1. Ports
  2. Port 2245

Port 2245 has no officially registered service. IANA — the organization that manages port assignments — has not assigned this port to any protocol or application. It is a vacant address in the registered port range.

What Range This Port Belongs To

Port 2245 falls in the registered ports range, which spans 1024 to 49151.1

This range sits between two others:

  • Well-known ports (0–1023): Reserved for foundational protocols. HTTP lives at 80, HTTPS at 443, SSH at 22. These require IANA authorization to use.
  • Registered ports (1024–49151): Assigned by IANA upon request, but also usable by ordinary applications without special system privileges. Thousands of these are claimed; thousands are not.
  • Dynamic/ephemeral ports (49152–65535): Never assigned. Used temporarily by operating systems for outbound connections.
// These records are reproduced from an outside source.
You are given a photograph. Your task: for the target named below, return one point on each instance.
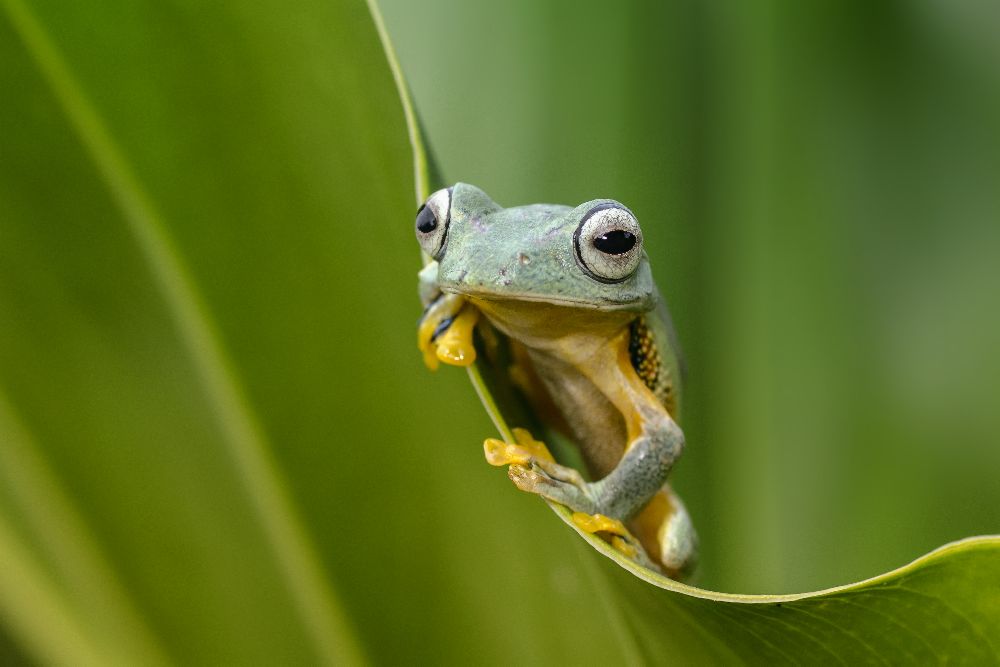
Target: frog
(593, 350)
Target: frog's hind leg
(665, 530)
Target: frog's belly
(594, 423)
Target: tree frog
(593, 350)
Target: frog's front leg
(445, 329)
(620, 495)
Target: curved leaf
(940, 608)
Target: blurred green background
(215, 429)
(820, 188)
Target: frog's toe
(534, 479)
(526, 450)
(616, 533)
(445, 332)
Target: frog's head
(588, 256)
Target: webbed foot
(533, 469)
(615, 532)
(445, 332)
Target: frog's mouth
(510, 299)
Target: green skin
(522, 269)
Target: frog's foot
(533, 469)
(445, 332)
(526, 450)
(616, 533)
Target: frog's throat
(637, 306)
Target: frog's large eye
(609, 243)
(432, 222)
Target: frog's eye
(432, 222)
(609, 243)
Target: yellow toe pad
(500, 453)
(621, 539)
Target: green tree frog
(593, 350)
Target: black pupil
(615, 242)
(426, 221)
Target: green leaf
(942, 607)
(217, 441)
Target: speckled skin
(520, 268)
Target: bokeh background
(217, 440)
(820, 188)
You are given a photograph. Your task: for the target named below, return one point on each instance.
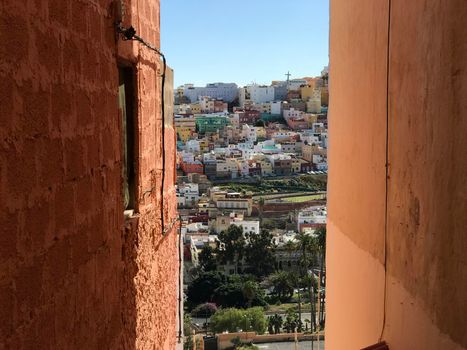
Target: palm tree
(249, 289)
(321, 244)
(282, 285)
(260, 208)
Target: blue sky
(244, 41)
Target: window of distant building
(126, 104)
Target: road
(304, 345)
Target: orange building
(397, 223)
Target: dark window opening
(126, 103)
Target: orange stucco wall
(73, 273)
(426, 270)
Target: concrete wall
(426, 276)
(73, 273)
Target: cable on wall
(130, 34)
(383, 326)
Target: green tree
(207, 260)
(292, 321)
(259, 253)
(202, 288)
(282, 285)
(275, 322)
(231, 246)
(204, 310)
(321, 244)
(240, 293)
(250, 289)
(187, 331)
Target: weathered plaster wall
(71, 276)
(426, 304)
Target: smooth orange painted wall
(73, 273)
(426, 271)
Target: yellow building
(261, 132)
(195, 108)
(310, 118)
(325, 96)
(296, 165)
(306, 92)
(184, 133)
(204, 145)
(266, 168)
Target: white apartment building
(292, 113)
(249, 133)
(192, 146)
(294, 84)
(190, 194)
(276, 107)
(312, 215)
(187, 157)
(256, 94)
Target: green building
(210, 123)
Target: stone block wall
(73, 273)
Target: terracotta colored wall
(73, 274)
(426, 276)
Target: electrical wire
(130, 34)
(383, 326)
(180, 281)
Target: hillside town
(252, 169)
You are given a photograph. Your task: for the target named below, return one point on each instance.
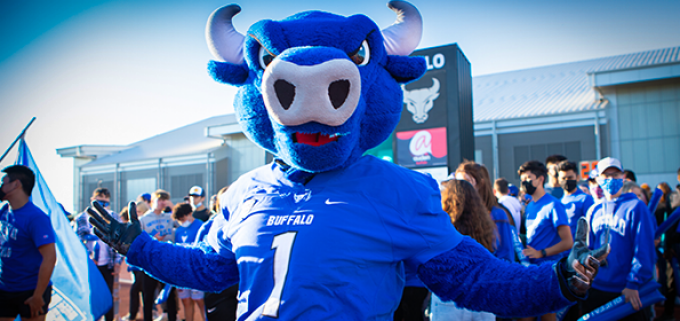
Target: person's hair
(628, 187)
(142, 206)
(535, 167)
(22, 173)
(481, 176)
(124, 214)
(554, 159)
(471, 217)
(162, 194)
(181, 210)
(629, 175)
(101, 191)
(565, 166)
(501, 185)
(666, 189)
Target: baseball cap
(196, 191)
(608, 162)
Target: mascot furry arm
(324, 232)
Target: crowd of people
(184, 223)
(543, 214)
(533, 224)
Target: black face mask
(528, 188)
(568, 185)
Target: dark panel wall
(484, 144)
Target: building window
(136, 187)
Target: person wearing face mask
(552, 184)
(159, 224)
(186, 234)
(549, 236)
(196, 199)
(27, 251)
(107, 260)
(575, 201)
(631, 237)
(594, 188)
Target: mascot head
(317, 89)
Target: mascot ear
(228, 73)
(404, 69)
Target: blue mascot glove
(582, 265)
(117, 235)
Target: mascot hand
(582, 264)
(116, 234)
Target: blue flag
(79, 292)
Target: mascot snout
(326, 93)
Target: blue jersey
(576, 205)
(631, 239)
(187, 235)
(285, 237)
(504, 242)
(542, 219)
(22, 232)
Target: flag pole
(23, 132)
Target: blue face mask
(610, 186)
(103, 203)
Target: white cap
(196, 191)
(607, 162)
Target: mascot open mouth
(314, 139)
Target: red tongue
(315, 139)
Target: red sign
(425, 147)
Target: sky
(98, 72)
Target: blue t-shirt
(504, 242)
(187, 235)
(631, 239)
(576, 205)
(22, 232)
(334, 248)
(542, 219)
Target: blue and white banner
(79, 292)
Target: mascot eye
(265, 58)
(362, 55)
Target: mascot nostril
(338, 91)
(285, 92)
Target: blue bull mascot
(323, 232)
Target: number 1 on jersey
(283, 244)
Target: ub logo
(420, 101)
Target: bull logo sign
(420, 101)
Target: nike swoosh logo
(328, 202)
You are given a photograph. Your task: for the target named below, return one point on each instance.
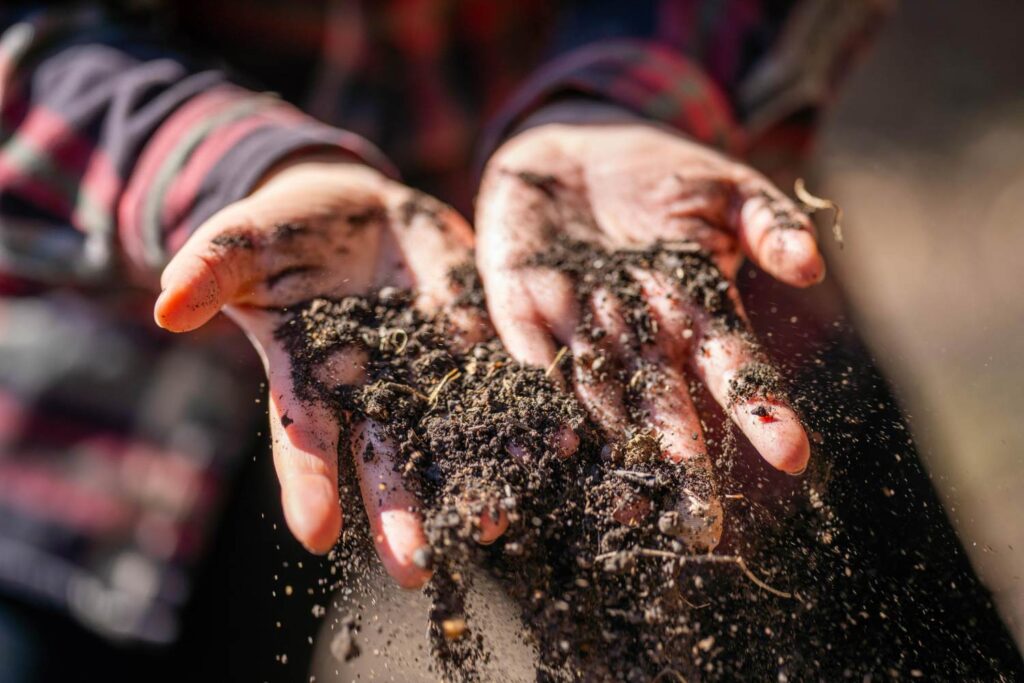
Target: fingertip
(798, 261)
(312, 511)
(792, 256)
(776, 433)
(184, 308)
(399, 540)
Registered ports are the middle tier — official enough to have a registry, but open enough that applications can listen on them without root access. Port 2245 is registered in the sense that it belongs to this range, but unassigned in the sense that no service has claimed it.2

Unofficial Uses

No widely-used application is known to use port 2245 by default. Some security databases note it has appeared in connection with malware activity — a common pattern for unassigned ports, since attackers occasionally pick obscure port numbers to avoid detection by rules targeting well-known ports. This doesn't mean something malicious is necessarily running on port 2245 on your system; it means the association exists in historical threat data.

If you see unexpected traffic on port 2245, investigate it. An unassigned port is not inherently suspicious, but unexplained traffic on any port warrants a look.

How to Check What's Listening on This Port

If you see port 2245 active on a system and want to know what's using it:

On Linux or macOS:

ss -tlnp | grep 2245
# or
lsof -i :2245

On Windows:

netstat -ano | findstr :2245

The process ID (PID) in the output will tell you which application opened the port. Cross-reference it with your process list (ps aux on Unix, Task Manager on Windows) to identify the program.

Why Unassigned Ports Matter

The port system works because most applications pick a consistent number and stick to it. HTTP is always 80. Your browser knows where to knock. But 65,535 ports exist, and only a fraction are officially claimed. The rest are available — and that availability is intentional.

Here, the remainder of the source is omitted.